In her WhatsOnStage review, Sarah Crompton wrote they Neve “adds insight and sass to her scenes as Sharla the stepmother, determined to survive and make as much of life as she can.” Neve herself described the play as “dark, funny, shocking and very human.”

She’s a familiar face on the small screen, appearing in a number of popular British shows, including a recurring role as Madame Vastra in DOCTOR WHO and architect Kay Gillies in BBC1’s miniseries THE REPLACEMENT.

She signed my Shayla sketch at the beginning of the run in June and the portrait during the final week at the stage door in August.

Autographed drawing of actress Neve McIntosh


Drawing: Orlando Bloom in Killer Joe

Autographed drawing of Orlando Bloom in Killer Joe at Trafalgar Studios in London's West End

Orlando Bloom has returned to the boards after an five year absence, playing the titular hitman in Tracey Lett’s Texas trailer-park Gothic play KILLER JOE at the Trafalgar Studios.

After making his West End debut eleven years ago in IN CELEBRATION at the Duke of York’s, Orlando’s first and only Broadway appearance was the lead in ROMEO AND JULIET at the Richard Rodgers Theatre in 2013, which the New York Times described as a “first rate Broadway debut.”

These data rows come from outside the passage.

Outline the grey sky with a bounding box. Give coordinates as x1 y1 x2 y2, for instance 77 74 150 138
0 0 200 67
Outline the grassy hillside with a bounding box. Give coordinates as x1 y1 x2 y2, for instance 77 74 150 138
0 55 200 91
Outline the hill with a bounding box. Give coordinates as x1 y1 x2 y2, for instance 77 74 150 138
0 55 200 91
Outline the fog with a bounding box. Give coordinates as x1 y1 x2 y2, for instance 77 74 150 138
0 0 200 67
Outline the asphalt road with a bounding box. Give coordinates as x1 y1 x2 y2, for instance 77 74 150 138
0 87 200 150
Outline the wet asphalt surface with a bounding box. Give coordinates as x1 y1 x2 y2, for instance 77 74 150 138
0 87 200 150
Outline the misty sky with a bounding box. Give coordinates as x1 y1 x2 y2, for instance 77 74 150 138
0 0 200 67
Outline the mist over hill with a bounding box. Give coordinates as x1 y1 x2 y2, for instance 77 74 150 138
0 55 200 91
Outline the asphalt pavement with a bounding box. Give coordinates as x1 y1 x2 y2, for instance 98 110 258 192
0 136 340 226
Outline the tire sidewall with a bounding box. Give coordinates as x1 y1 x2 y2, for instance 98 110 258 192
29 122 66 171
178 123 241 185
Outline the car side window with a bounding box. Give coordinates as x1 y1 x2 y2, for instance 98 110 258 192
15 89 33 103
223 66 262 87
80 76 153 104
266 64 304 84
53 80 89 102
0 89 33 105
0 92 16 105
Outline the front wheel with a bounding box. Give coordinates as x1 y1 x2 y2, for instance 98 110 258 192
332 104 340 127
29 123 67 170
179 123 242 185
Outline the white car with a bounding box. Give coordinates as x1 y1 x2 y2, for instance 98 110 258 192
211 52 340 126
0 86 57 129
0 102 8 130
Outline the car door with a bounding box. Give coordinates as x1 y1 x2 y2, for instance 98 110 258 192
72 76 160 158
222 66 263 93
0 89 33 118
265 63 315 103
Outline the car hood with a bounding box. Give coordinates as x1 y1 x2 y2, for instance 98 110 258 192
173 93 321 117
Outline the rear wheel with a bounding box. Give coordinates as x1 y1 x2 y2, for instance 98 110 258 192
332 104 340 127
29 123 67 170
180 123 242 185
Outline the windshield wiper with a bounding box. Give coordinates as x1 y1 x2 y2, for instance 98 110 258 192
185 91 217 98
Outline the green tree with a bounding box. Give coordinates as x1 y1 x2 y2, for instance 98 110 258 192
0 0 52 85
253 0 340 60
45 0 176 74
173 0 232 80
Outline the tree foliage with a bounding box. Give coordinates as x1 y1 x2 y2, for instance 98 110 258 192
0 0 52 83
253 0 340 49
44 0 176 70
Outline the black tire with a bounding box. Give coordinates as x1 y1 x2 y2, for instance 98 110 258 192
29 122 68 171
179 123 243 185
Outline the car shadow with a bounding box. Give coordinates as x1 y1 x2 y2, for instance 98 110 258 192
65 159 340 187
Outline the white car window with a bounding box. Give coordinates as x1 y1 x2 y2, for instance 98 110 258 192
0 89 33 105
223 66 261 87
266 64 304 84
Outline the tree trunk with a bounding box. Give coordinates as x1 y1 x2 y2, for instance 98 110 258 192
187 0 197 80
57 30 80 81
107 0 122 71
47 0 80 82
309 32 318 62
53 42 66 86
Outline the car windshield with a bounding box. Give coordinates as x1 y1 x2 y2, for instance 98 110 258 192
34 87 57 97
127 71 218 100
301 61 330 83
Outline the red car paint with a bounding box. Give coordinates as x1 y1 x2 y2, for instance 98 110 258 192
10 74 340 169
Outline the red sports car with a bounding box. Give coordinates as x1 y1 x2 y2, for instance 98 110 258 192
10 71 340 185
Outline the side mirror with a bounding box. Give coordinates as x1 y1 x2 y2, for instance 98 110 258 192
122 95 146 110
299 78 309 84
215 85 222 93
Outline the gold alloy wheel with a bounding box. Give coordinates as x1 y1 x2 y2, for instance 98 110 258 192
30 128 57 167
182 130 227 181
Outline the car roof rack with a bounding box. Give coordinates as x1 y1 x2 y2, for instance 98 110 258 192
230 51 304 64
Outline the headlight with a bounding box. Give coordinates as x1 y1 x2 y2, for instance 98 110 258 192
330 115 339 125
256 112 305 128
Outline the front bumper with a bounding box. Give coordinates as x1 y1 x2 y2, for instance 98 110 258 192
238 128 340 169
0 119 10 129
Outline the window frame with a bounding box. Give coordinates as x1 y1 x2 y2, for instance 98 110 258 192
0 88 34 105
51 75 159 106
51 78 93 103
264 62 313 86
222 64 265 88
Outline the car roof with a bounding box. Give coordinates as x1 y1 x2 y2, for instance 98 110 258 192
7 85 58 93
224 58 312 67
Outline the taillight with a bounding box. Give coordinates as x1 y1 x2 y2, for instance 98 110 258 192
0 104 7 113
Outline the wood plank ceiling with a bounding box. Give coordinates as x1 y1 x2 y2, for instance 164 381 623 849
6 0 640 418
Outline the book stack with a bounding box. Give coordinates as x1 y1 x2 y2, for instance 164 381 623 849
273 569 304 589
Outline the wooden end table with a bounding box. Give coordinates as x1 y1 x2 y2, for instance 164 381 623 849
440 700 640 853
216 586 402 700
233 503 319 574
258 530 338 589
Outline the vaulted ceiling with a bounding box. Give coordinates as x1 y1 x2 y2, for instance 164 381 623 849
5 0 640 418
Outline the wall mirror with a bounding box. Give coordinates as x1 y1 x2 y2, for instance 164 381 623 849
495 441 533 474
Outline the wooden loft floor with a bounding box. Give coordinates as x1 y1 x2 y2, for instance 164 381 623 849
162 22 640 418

He plays Joe Cooper, a Dallas policeman with a sideline in contract killing, who is hired by the dysfunctional Smith family to kill a wealthy matriarch and claim the insurance money. When the clients can’t produce the cash for a down payment, Joe demands an alternative ‘retainer.’ Writing in the Telegraph, Paul Taylor says, “Bloom’s Joe is creepily calm and considered, hypnotic in the measured slowness with which he masks his menacing intent. The controlled swagger of his rhythms is in distinct contrast to all the chaotic kerfuffing of the trailer folk. Bloom’s fine performance gathers in intensity and by the end of the play he’s in full sinister command of the stage.”

The Guardian’s Michael Billington has similar praise for Orlando’s performance. “Bloom excellently suggests Joe’s cool confidence, exaggerated politese and head for business.”

Orlando signed and dedicated my drawing a couple of weeks ago after a Saturday matinee.